Beecher would remain in high demand till the end of his days, and he turned that demand into a vast income which he spent freely, not hesitating to build one of the finest houses in Brooklyn Heights or amass an enormous personal library. If Lyman Beecher was much like Billy Graham in combining strict doctrine with massive revivals, Henry Beecher was more like Ted Haggard, embracing popular entertainment styles and plenty of creature comforts.

He also enthusiastically supported the Union war effort during the Civil War. His congregation raised a regiment, and Beecher himself gave a crucial series of speeches in Britain during 1863 to promote the Northern cause. Plymouth Church counted in its membership many leading New York City Republicans, who had significant influence within the Lincoln Administration. Lincoln returned the favor by asking Henry to give the speech at Fort Sumter upon the Union’s reconquest of the fort in April 1865. In 1865 Beecher truly merited Applegate’s title: he was the most famous man in America.

Then came the sex scandal that has sealed his lasting reputation. In her third section, Applegate lays out in great detail Henry’s relationship with Elizabeth Tilton, a devoted member of Plymouth Church and wife of reform-Republican newspaper editor Theodore Tilton. To make a long story short, in 1872 suffragist Victoria Woodhall along with Beecher’s own sister, Isabella Hooker, claimed that Henry had been performing more than simple pastoral duties with Mrs. Tilton during their many private visits. A media frenzy ensued when Mr. Tilton sued Beecher in 1875. Nor was this the first hint of sexual scandal in Henry’s career. Applegate evaluates the many rumors of affairs between Beecher and Plymouth Church women and concludes that, even in the absence of rock-hard evidence, Henry certainly had intense personal relationships with females throughout his life that ruined more than one marriage, caused irreparable harm among his close friends, and generated great discord within his own home. The Beecher-Tilton trial ended in a hung jury, and Henry remained as head pastor of Plymouth Church until his death in 1887. Yet, for all his fame, religious passion, and Republican reforming zeal, Applegate concludes, Beecher, like Ted Haggard, will be most remembered for his personal scandal. Such are the perils of evangelical love.

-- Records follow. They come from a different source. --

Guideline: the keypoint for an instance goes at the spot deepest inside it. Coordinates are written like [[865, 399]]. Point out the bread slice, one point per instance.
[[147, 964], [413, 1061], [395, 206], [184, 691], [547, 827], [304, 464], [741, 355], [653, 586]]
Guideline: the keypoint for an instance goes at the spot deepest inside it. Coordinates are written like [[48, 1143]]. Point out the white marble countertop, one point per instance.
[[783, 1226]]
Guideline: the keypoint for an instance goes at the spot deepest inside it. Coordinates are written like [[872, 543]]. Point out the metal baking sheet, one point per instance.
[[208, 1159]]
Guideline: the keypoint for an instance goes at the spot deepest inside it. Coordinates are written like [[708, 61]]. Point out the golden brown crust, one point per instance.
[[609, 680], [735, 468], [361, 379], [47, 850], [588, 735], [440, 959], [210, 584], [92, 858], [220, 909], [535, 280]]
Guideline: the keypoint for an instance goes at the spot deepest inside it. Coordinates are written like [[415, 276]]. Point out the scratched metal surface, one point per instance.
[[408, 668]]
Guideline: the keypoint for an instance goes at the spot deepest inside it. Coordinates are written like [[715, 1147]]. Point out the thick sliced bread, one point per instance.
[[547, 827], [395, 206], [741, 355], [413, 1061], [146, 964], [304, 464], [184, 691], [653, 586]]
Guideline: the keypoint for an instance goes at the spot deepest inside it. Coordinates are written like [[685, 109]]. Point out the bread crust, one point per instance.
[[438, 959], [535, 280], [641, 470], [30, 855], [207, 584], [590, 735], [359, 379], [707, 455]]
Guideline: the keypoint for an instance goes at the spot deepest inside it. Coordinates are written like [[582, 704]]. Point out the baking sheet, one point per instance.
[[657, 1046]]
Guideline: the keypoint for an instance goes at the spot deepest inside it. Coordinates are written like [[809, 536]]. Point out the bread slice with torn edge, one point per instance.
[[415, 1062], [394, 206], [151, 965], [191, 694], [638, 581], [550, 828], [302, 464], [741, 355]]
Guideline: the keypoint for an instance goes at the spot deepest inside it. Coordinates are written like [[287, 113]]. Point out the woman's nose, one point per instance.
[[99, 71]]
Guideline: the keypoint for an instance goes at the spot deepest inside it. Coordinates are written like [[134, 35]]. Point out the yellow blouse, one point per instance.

The fault of Applegate’s approach is its neglect of developments in Beecher’s religious thought and parish work after 1865. It is unlikely that his thinking, any more than Brooklyn itself, remained static for the last twenty years of his life, especially as the United States grappled with a vast new array of intellectual offerings and immigrant groups coming over from Europe. Despite its own possible tailspin into the sensationalism that surrounded Beecher at the time, however, The Most Famous Man in America is an excellent introduction for anyone interested in an oversized, creative, energetic, slightly pathetic figure who was once America’s favorite preacher. Just like Ted Haggard.

Peter Bratt holds a master’s degree in American history from Ohio State University and is doing graduate work in urban planning at the University of Michigan.